Los políticos de envergadura no nacen porque sí. Los milagros políticos se dan solo cuando hay caldos de cultivo para el oportunismo populista, y acaban en un resultado siniestro. Hitler fue fruto del desaliento y de la miopía tanto internacional como interna; Beppe Grillo, que rivaliza con Berlusconi en destrozar Italia, es fruto de la cortedad generalizada de la política del país.

Ante eso, ¿qué? Solo más política, pero con amplitud de miras. En España, más democracia, empezando por los partidos, que no se resignan a dejar su papel de repartidores de prebendas, que han recuperado las costumbres sectarias y clientelares más obsoletas. ¿Cómo se puede construir una democracia más eficaz y creíble desde unas instituciones como esas? El Parlamento no es el problema.
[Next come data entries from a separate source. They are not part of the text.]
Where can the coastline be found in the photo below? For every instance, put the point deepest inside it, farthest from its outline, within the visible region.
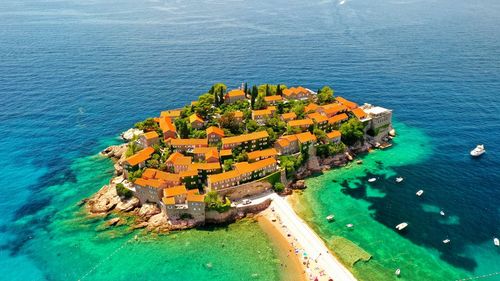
(307, 248)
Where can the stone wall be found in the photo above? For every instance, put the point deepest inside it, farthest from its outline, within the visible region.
(238, 192)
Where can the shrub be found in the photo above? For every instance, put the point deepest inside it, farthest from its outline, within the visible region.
(122, 191)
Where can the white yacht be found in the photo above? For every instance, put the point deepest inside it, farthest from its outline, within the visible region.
(401, 226)
(478, 151)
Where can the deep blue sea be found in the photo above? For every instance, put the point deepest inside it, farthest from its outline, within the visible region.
(74, 74)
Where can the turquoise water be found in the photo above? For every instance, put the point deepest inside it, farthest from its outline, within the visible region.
(74, 74)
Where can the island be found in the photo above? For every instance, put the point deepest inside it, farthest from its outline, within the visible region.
(233, 153)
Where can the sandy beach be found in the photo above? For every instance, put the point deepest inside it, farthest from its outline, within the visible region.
(303, 245)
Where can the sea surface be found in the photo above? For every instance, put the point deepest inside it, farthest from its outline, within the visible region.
(74, 74)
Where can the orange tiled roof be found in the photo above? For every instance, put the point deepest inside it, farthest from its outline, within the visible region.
(337, 118)
(215, 130)
(262, 153)
(317, 117)
(166, 124)
(140, 156)
(306, 137)
(289, 116)
(235, 93)
(347, 103)
(175, 190)
(273, 98)
(151, 135)
(188, 142)
(333, 134)
(359, 112)
(195, 118)
(245, 137)
(302, 122)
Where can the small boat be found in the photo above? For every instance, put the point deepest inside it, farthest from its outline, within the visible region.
(401, 226)
(478, 151)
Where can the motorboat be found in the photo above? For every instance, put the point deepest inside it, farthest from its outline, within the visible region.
(401, 226)
(478, 151)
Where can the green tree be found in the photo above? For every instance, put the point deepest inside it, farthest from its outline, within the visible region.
(352, 131)
(325, 95)
(122, 191)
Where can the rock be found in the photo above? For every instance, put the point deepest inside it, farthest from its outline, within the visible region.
(148, 210)
(113, 221)
(129, 134)
(127, 205)
(104, 200)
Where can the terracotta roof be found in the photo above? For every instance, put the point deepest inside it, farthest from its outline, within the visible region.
(170, 113)
(166, 124)
(289, 116)
(151, 135)
(333, 134)
(235, 93)
(306, 137)
(140, 156)
(310, 107)
(195, 118)
(150, 182)
(226, 152)
(302, 122)
(245, 138)
(189, 142)
(215, 130)
(347, 103)
(223, 176)
(273, 98)
(337, 118)
(175, 190)
(359, 112)
(262, 153)
(168, 200)
(317, 117)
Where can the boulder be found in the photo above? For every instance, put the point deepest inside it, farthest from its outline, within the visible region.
(148, 210)
(127, 205)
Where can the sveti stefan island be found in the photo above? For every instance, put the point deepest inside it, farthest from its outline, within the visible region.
(318, 140)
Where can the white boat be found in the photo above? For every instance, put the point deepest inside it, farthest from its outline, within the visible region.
(478, 151)
(401, 226)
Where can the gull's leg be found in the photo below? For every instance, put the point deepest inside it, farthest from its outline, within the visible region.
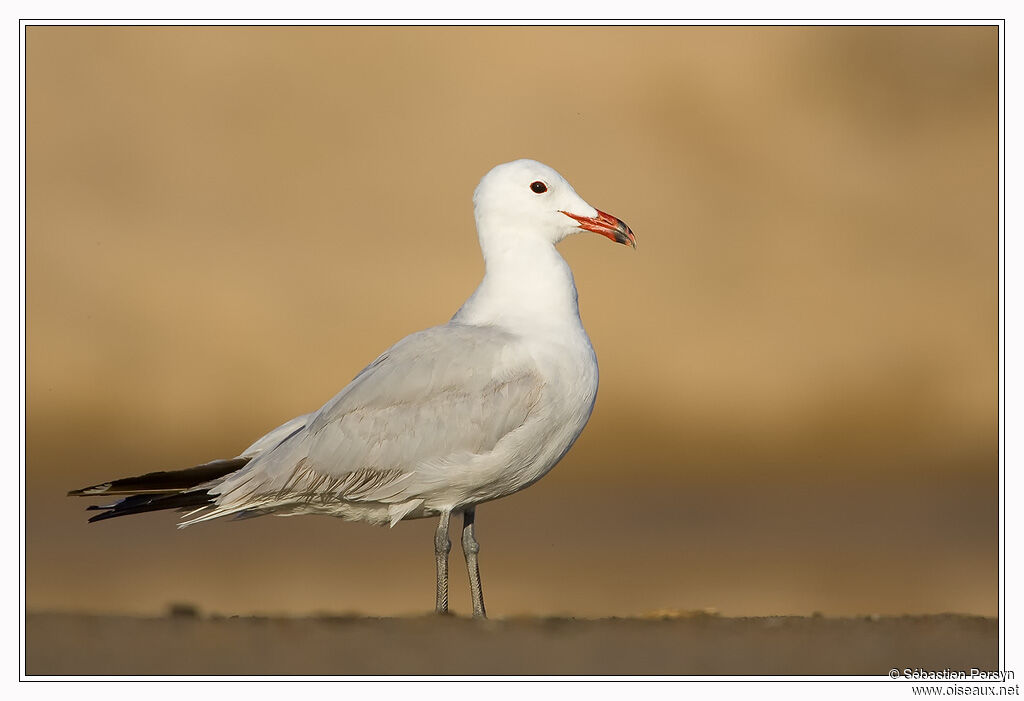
(470, 548)
(441, 548)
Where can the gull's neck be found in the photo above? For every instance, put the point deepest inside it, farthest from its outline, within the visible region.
(527, 287)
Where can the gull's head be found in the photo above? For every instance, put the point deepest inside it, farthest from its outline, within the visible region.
(527, 200)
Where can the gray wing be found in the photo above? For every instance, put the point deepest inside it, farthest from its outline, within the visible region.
(431, 402)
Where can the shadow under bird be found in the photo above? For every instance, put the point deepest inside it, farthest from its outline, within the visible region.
(444, 420)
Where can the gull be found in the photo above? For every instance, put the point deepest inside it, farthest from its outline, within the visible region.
(444, 420)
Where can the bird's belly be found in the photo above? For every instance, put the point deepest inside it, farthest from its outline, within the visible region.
(528, 453)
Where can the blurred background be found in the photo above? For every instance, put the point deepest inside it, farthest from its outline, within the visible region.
(799, 396)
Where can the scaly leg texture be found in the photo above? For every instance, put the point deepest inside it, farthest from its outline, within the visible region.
(470, 549)
(441, 548)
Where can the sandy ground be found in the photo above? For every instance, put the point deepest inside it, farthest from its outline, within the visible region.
(700, 644)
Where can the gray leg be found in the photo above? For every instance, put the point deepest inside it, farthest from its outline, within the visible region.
(470, 548)
(441, 548)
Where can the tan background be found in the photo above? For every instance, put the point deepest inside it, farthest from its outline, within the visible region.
(799, 400)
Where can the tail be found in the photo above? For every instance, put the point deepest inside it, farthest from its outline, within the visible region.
(160, 490)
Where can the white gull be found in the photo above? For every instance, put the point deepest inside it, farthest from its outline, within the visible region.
(448, 418)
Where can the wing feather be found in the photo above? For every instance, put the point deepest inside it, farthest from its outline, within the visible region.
(434, 398)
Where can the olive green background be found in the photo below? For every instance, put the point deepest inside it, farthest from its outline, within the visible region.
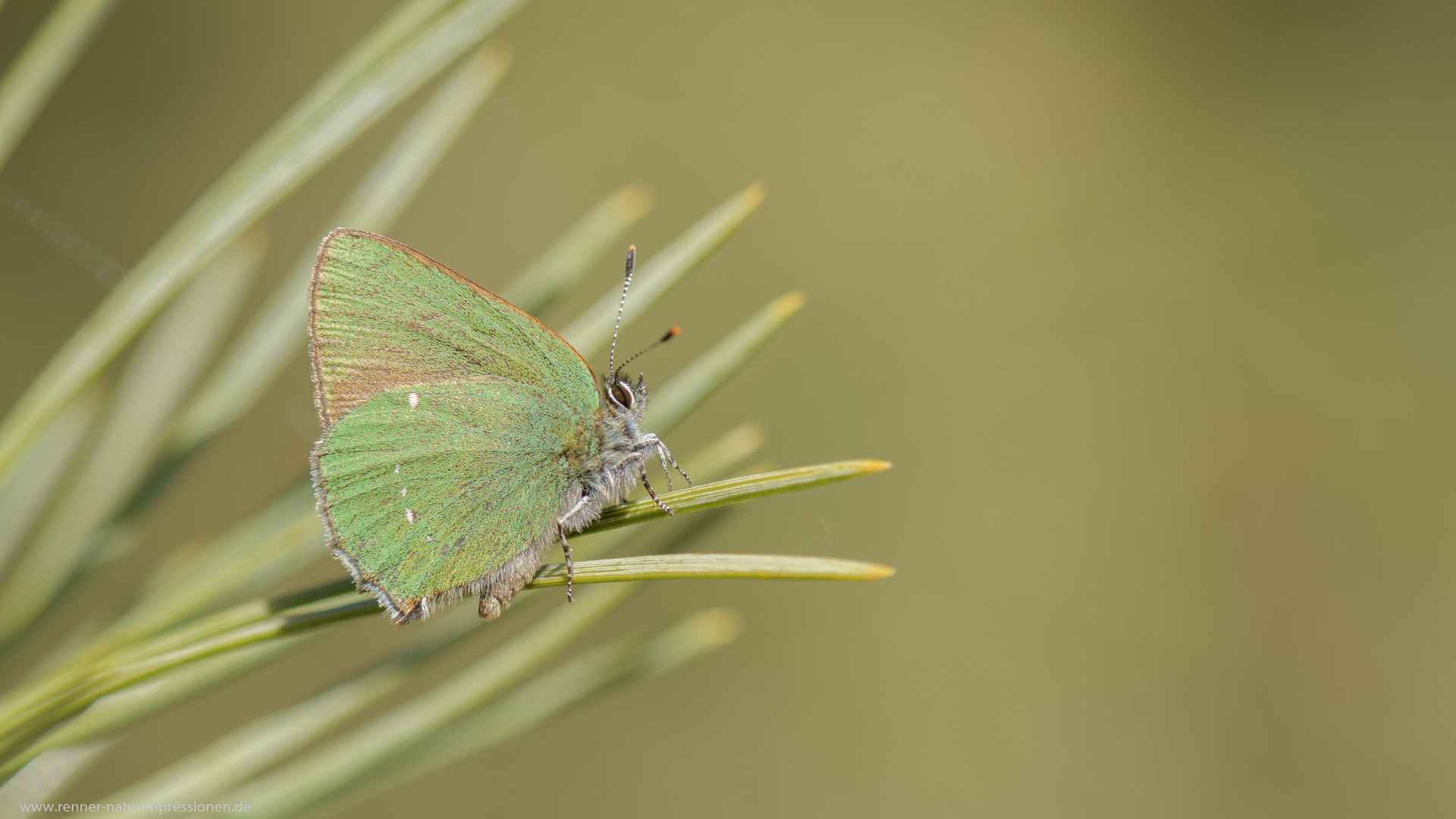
(1149, 305)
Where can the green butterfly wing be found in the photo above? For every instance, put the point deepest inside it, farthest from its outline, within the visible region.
(384, 315)
(456, 426)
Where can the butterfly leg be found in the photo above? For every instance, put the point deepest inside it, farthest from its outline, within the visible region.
(663, 450)
(561, 532)
(657, 500)
(565, 550)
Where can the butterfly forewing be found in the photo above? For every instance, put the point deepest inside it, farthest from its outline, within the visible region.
(455, 425)
(383, 315)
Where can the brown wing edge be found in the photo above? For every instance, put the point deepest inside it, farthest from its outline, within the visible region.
(319, 401)
(495, 589)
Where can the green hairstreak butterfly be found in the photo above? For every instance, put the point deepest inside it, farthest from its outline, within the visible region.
(460, 436)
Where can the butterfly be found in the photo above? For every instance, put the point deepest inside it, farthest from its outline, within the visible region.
(462, 438)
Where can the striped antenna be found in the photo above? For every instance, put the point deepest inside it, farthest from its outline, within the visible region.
(670, 333)
(612, 362)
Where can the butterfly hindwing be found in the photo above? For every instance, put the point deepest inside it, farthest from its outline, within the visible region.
(455, 426)
(431, 487)
(384, 315)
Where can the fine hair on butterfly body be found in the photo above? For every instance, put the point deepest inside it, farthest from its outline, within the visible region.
(462, 438)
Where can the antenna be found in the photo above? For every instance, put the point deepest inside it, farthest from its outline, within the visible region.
(625, 284)
(670, 333)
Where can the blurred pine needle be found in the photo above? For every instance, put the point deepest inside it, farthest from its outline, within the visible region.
(82, 463)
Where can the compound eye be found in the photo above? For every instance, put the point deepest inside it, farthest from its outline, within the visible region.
(622, 394)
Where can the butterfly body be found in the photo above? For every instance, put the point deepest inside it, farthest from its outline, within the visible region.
(462, 438)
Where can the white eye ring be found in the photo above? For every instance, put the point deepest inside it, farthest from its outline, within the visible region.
(622, 394)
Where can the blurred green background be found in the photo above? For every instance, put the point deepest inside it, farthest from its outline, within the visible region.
(1147, 303)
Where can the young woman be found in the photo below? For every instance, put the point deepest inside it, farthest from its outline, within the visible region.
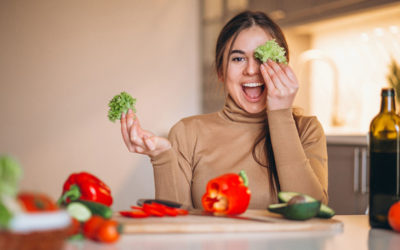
(256, 131)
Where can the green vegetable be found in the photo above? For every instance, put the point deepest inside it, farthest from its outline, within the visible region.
(10, 174)
(97, 208)
(5, 216)
(279, 208)
(120, 103)
(297, 208)
(324, 212)
(79, 211)
(270, 50)
(302, 211)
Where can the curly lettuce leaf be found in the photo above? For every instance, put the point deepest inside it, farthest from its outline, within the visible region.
(10, 174)
(270, 50)
(120, 103)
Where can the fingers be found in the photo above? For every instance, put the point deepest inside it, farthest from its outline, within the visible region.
(279, 78)
(124, 132)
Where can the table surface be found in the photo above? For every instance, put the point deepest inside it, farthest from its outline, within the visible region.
(356, 234)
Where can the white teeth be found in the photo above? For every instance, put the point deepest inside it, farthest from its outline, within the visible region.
(252, 84)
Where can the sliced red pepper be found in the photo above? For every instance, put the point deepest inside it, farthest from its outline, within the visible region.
(134, 214)
(85, 186)
(227, 194)
(137, 207)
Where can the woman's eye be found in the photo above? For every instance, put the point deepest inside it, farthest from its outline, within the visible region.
(238, 59)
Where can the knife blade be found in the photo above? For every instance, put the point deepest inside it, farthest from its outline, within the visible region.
(200, 212)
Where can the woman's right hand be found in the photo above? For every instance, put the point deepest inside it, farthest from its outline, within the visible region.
(138, 140)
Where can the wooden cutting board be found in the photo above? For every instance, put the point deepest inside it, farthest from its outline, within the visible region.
(208, 224)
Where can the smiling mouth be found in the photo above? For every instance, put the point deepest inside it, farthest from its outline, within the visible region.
(253, 91)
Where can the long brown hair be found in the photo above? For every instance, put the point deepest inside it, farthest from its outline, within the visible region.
(230, 32)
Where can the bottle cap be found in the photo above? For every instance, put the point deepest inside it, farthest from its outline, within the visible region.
(387, 92)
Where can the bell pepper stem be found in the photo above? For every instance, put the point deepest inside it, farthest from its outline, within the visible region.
(73, 193)
(243, 175)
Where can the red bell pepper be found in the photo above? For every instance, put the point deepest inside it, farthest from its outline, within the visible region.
(36, 202)
(85, 186)
(227, 194)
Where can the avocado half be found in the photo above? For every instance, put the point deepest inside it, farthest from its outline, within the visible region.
(297, 211)
(324, 211)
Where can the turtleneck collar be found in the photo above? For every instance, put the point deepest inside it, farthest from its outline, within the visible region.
(233, 112)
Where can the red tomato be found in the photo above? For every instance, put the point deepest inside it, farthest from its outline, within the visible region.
(134, 214)
(394, 216)
(92, 225)
(153, 210)
(75, 227)
(136, 207)
(108, 231)
(36, 202)
(182, 211)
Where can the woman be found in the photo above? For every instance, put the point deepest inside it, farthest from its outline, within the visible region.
(256, 130)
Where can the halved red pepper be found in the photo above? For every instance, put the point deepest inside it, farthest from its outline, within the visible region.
(227, 194)
(85, 186)
(36, 202)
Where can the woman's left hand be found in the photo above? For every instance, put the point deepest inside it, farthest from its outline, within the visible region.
(281, 85)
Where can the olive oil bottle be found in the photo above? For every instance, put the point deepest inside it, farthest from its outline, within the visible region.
(384, 155)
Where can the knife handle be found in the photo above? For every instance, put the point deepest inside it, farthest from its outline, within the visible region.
(140, 202)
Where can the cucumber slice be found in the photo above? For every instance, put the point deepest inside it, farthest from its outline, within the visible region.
(324, 212)
(302, 211)
(79, 211)
(97, 208)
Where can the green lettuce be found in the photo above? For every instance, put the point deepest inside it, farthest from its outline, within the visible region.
(270, 50)
(120, 103)
(10, 174)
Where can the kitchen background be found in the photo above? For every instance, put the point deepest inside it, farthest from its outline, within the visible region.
(61, 62)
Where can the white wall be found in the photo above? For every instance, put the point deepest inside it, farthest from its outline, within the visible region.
(60, 64)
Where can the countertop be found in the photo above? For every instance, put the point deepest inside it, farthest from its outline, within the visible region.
(356, 234)
(347, 140)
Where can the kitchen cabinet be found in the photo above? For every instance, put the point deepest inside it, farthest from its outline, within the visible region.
(348, 177)
(289, 13)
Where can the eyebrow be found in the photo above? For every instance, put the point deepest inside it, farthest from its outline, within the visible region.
(237, 51)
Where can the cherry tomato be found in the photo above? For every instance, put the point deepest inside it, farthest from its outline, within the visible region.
(92, 225)
(182, 211)
(134, 214)
(75, 227)
(36, 202)
(394, 216)
(153, 210)
(170, 211)
(108, 231)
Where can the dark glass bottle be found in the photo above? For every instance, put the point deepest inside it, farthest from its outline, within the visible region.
(384, 153)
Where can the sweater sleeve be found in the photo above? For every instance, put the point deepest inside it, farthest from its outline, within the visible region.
(300, 154)
(172, 169)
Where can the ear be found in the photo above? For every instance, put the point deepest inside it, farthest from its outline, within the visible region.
(221, 77)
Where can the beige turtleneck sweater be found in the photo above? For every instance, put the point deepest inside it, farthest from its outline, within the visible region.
(206, 146)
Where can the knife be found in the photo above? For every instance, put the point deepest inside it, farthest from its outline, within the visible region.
(199, 212)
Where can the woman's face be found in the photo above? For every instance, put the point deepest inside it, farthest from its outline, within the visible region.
(242, 77)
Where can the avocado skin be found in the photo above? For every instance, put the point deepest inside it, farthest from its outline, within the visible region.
(302, 211)
(324, 212)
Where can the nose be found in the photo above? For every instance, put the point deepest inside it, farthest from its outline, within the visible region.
(252, 67)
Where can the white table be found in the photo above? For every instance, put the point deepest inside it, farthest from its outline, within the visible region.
(357, 235)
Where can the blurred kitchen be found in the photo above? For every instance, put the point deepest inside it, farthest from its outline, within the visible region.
(62, 61)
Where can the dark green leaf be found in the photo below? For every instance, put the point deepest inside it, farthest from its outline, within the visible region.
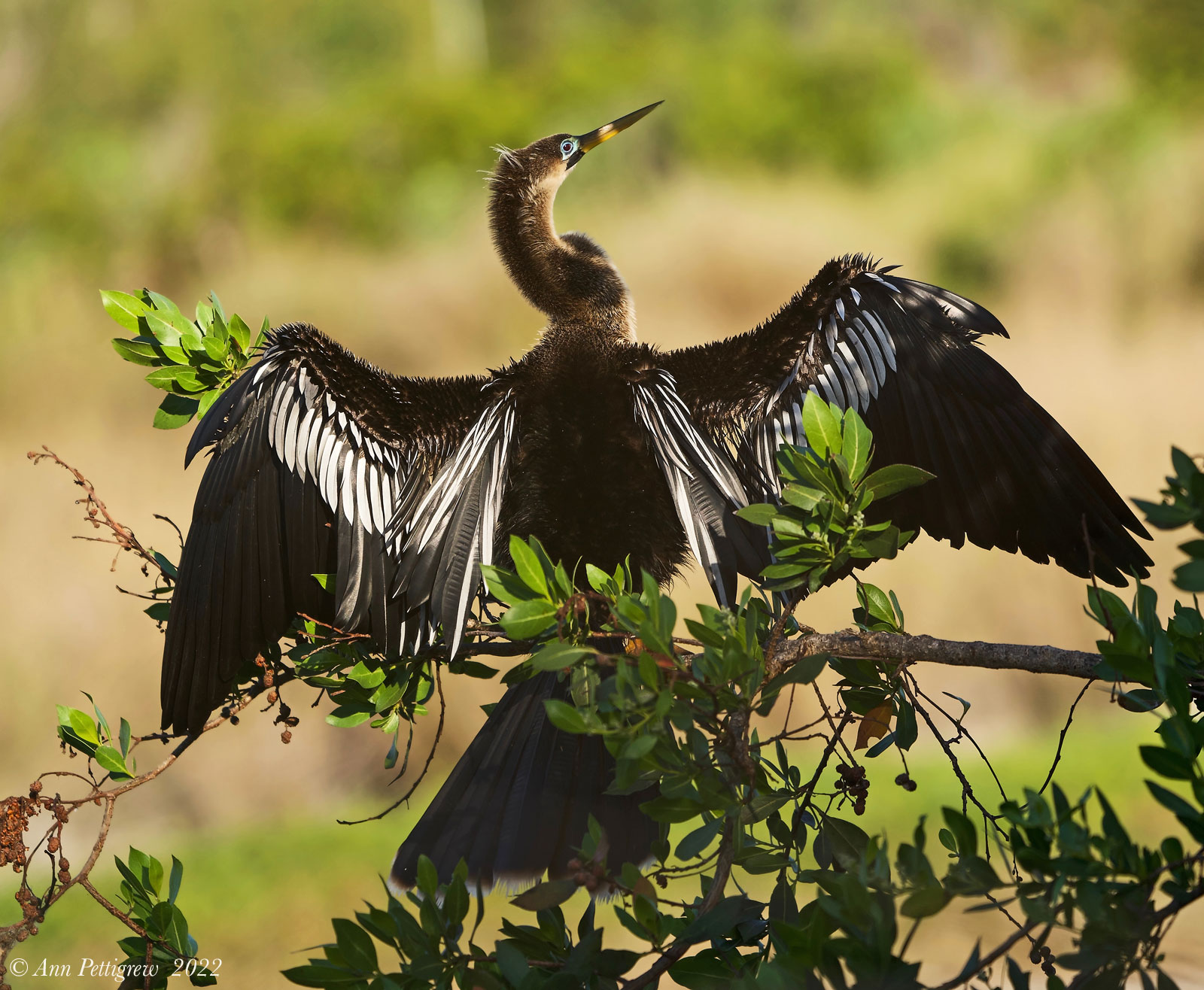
(123, 308)
(136, 353)
(168, 920)
(1167, 764)
(527, 565)
(759, 515)
(564, 715)
(111, 761)
(174, 412)
(546, 895)
(822, 423)
(855, 445)
(528, 619)
(894, 478)
(355, 944)
(557, 655)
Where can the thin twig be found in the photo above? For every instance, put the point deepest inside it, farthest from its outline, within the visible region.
(409, 794)
(898, 648)
(1061, 737)
(1002, 950)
El problema está en quienes lo componen y usan su reglamento para defender privilegios antes que para desmantelarlos, ignorando que las dos revoluciones que han dado origen al mundo civilizado, la francesa y la americana, coincidieron en eso, en la lucha contra el privilegio.

Los políticos que pueden mejorar nuestras vidas solo pueden surgir de los partidos políticos, que son la columna vertebral del sistema. No hace falta que sean de los de “siempre”. Hace falta que crean en la democracia.